One in four. That’s the statistic thrown at us by the campaigns we see on the posters at the doctor’s surgery. That’s the statistic given to us by our govt. website. Initially it feels quite a high number, right? One of myself or my three brothers will statistically have a mental health disorder in our lifetime. But let’s think about this a little deeper. These statistics come from people who present to their doctor’s surgery or their hospital with a mental health complaint. ONLY people who have reached out to their doctor or their hospital for help are included in this statistic. I could tell you a number of people who haven’t reached out for help and either did or didn’t find their way through it. I could tell you a lot more people who did reach out, but that’s most likely because I’m from a generation where it is becoming a whole lot less shameful to talk about anxiety or depression or PTSD or any other mental health conditions. There are generations of people, particularly older males, who wouldn’t even consider going to seek help for issues they may be having; in fact, many of these probably don’t even realise that what they are experiencing is anxiety or depression or another mental health disorder.
We all have different triggers to rattle our mental status. It might be an external situation is causing grief; work stress, relationship troubles, health troubles, loss of loved ones, fears and phobias, the lists go on. It doesn’t have to be something that is deemed as a ‘major’ life event either. We feel what we feel, and whilst it is important to not accept a life of mental health issues and just live with it, it is important to recognise what we feel, validate it and find our way through it. It could also be an organic thing; we may have a ‘perfect’ life, or at least a seemingly ‘perfect’ life, but that doesn’t mean that a chemical imbalance in the brain can’t occur and won’t occur and you may still wake up to your ‘perfect’ life and feel sad or feel anxious or feel deeply, deeply depressed. AND THAT’S OKAY. It is about learning what to do with these feelings that pulls us through; and what works for some won’t work for others, but that’s okay because there are so many avenues to look down; professional talking therapy, talking to a friend, medication, CBT, EMDR; again the list goes on. We must NEVER belittle what makes someone feel the way they feel; that is where shame begins and that negative cycle of self-hate and low self-esteem begins. We are all valuable in our own way, our mental health must be looked after and nurtured by ourselves and by those around us in order to bring out the best in each and every one of us.

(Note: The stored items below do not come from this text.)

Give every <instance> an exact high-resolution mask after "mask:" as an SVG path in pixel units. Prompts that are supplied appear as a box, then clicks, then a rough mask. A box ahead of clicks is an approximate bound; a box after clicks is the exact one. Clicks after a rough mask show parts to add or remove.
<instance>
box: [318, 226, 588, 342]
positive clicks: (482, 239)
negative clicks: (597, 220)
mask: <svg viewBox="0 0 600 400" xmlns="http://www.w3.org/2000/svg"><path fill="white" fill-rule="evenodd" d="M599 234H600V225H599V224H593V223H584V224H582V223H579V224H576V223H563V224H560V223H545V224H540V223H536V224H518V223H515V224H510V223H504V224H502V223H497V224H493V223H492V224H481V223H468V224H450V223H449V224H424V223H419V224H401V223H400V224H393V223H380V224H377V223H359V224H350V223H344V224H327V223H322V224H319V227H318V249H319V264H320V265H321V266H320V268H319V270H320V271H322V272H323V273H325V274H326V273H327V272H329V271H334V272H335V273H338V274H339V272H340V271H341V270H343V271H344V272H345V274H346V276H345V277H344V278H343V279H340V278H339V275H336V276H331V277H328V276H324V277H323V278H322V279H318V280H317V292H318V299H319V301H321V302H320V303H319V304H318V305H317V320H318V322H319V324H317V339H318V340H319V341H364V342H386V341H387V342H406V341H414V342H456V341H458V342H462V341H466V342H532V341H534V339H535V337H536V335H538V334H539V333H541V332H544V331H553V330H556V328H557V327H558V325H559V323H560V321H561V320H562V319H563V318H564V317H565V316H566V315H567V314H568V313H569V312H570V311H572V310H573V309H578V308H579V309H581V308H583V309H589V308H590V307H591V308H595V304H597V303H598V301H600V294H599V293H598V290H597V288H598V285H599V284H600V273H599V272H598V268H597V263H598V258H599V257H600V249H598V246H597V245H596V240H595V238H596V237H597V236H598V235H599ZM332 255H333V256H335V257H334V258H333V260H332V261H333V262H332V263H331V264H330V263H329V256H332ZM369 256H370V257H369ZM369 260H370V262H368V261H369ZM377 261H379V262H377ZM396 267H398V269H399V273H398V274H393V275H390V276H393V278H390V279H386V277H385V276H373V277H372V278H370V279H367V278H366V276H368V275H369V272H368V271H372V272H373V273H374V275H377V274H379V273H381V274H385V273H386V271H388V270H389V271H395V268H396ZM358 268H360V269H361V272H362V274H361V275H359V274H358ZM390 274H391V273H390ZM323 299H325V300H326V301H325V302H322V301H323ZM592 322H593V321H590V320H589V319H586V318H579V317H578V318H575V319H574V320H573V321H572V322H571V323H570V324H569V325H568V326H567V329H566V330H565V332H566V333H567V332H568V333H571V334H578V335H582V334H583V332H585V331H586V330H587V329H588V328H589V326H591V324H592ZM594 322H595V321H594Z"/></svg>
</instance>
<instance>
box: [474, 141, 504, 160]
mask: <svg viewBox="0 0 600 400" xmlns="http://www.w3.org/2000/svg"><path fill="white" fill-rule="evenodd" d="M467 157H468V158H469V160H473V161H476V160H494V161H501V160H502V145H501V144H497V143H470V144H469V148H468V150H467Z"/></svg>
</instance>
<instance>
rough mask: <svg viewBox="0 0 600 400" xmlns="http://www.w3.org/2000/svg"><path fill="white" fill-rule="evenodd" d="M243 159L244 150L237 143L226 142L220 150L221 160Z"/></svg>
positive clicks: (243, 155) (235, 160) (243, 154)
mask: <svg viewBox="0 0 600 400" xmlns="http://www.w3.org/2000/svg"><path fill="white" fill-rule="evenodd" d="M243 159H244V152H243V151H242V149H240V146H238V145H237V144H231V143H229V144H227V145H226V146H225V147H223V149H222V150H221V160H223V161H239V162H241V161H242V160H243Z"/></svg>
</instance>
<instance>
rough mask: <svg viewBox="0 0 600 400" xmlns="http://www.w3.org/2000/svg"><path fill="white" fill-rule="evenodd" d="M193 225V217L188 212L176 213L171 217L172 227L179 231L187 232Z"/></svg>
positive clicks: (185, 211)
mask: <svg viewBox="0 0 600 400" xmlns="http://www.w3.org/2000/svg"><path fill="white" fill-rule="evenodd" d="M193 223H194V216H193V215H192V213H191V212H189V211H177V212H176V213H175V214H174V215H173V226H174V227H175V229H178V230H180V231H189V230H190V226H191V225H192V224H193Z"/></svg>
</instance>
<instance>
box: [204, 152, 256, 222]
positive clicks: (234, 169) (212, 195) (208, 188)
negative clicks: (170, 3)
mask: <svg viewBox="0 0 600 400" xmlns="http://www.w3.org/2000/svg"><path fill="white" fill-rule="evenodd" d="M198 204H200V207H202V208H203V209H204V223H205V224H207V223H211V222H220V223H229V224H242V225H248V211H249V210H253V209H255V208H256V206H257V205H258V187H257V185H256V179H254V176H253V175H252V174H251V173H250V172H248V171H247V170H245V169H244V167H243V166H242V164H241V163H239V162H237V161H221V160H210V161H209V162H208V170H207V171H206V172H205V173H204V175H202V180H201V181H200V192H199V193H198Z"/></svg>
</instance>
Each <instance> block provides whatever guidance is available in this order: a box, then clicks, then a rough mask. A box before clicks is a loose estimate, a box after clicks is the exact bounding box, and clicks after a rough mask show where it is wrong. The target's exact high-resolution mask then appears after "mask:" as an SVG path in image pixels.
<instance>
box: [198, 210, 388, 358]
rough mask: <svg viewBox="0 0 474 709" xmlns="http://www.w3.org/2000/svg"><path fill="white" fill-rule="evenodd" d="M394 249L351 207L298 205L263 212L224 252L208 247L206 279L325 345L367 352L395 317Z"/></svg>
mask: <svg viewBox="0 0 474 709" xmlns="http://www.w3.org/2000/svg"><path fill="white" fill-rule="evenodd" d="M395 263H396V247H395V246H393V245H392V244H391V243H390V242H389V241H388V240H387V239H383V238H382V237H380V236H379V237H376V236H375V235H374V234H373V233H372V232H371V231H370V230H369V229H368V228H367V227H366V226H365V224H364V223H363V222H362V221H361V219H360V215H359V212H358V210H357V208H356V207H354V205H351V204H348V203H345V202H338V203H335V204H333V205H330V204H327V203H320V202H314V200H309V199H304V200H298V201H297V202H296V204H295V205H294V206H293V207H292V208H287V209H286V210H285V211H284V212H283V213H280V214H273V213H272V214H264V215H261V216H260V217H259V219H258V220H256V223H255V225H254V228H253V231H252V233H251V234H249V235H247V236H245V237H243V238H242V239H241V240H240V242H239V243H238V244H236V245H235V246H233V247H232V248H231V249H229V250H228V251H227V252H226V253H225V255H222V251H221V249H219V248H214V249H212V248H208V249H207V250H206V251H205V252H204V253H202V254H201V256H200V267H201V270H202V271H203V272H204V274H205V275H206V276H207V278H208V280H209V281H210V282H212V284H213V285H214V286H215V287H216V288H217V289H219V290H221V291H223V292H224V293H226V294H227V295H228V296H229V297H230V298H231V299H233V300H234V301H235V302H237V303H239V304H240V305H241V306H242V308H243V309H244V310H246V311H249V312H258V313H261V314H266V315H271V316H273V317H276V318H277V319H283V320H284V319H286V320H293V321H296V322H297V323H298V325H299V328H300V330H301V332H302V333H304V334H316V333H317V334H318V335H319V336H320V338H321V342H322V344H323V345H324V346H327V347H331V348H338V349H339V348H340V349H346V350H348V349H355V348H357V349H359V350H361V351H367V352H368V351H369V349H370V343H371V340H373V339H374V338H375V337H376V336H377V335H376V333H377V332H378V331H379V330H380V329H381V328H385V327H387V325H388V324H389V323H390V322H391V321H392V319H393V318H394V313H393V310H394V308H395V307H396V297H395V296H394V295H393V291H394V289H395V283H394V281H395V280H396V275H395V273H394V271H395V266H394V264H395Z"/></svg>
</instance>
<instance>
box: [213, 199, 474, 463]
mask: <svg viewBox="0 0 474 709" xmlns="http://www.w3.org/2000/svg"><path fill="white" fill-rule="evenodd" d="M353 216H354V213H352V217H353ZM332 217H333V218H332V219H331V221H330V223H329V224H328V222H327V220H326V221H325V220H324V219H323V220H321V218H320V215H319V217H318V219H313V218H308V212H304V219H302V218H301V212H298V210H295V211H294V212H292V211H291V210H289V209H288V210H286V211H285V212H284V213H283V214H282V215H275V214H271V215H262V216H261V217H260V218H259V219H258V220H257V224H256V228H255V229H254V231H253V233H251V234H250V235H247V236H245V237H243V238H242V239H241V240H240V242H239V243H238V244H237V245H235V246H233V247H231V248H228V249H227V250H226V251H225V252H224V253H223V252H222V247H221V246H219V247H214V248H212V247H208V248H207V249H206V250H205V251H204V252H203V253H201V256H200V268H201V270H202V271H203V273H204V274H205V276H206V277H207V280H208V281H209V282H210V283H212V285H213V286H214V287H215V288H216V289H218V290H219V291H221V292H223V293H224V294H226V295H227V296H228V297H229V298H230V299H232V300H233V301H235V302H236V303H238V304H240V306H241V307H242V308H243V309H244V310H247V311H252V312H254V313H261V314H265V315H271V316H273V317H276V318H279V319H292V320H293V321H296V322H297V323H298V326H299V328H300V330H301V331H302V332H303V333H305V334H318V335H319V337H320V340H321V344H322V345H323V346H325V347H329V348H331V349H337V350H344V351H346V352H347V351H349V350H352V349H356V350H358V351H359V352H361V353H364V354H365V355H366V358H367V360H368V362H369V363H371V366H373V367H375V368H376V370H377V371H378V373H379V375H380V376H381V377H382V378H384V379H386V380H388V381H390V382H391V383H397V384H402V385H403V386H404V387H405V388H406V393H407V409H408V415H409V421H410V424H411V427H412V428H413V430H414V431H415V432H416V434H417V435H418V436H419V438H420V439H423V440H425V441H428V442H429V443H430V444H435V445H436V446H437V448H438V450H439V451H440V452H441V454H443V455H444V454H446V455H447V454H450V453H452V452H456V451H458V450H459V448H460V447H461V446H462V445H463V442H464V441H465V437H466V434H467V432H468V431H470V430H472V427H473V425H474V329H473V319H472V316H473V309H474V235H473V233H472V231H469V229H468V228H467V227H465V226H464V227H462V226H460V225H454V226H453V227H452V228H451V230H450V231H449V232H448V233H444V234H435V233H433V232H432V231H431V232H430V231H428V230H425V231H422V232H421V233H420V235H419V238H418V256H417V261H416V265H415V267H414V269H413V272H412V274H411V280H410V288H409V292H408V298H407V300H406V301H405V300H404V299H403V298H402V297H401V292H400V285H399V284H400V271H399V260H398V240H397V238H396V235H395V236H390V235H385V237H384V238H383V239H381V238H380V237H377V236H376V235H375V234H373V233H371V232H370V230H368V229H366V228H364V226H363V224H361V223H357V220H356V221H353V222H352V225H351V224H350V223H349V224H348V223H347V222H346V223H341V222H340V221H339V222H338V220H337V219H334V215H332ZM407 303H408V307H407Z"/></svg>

I have had huge battles with mental health, particularly in the last eleven years since being physically unwell. One of my greatest achievements in my life is that I can talk freely about my mental health struggles without feeling shame and equally without feeling like it’s a brave thing to do. We should not be living in a world where a person expressing their feelings or their difficulties, on a mental level, is deemed as BRAVE. Would you tell someone with tonsillitis that they are brave for going to the doctors and getting antibiotics? I doubt it, so why are we all so quick to tell someone how brave it is? Let me tell you why. Because society, over the years, has frowned upon mental health issues. Because Mum’s have been brainwashed into believing that if they admit to struggling with depression after having children that their children will be taken away. Because the feelings associated with disorders such as depression and anxiety are negative ones, and negative thoughts bring about negative cycles and it never ends. It’s difficult to talk about our feelings for fear of being deemed as weak or incapable. For fear of people thinking we are ‘mad’ and that we bring too much baggage to the table.
THIS IS WRONG. I can’t tell you a single person in my life who I genuinely don’t believe has never had some level of depression or anxiety. It may be very mild and they may not have needed any external help to get through it, but that does not negate the fact they experienced it. IT IS NORMAL TO EXPERIENCE MENTAL HEALTH DIFFICULTIES IN LIFE. We perpetuate the shame inadvertently by telling someone that they are brave for voicing their troubles. We tell them they are brave which in itself is validating that what they are feeling isn’t normal, is otherwise seen as shameful, that they are making a stand against it. The way we normalise people getting help with their mental health isn’t through patting them on the back and congratulating them for getting help (which, by the way, seeking help IS the right thing to do), but it’s to open our arms, open our hearts and open our minds and say ‘what you feel is okay, it’s normal, it’s natural. How can I help you through it, what do you need?’
We need more open hearts in this world. Be that open heart; for yourself or for your loved ones, and you will see a change. And let’s not forget; nobody knows what a person feels behind their smile. Be kind, always.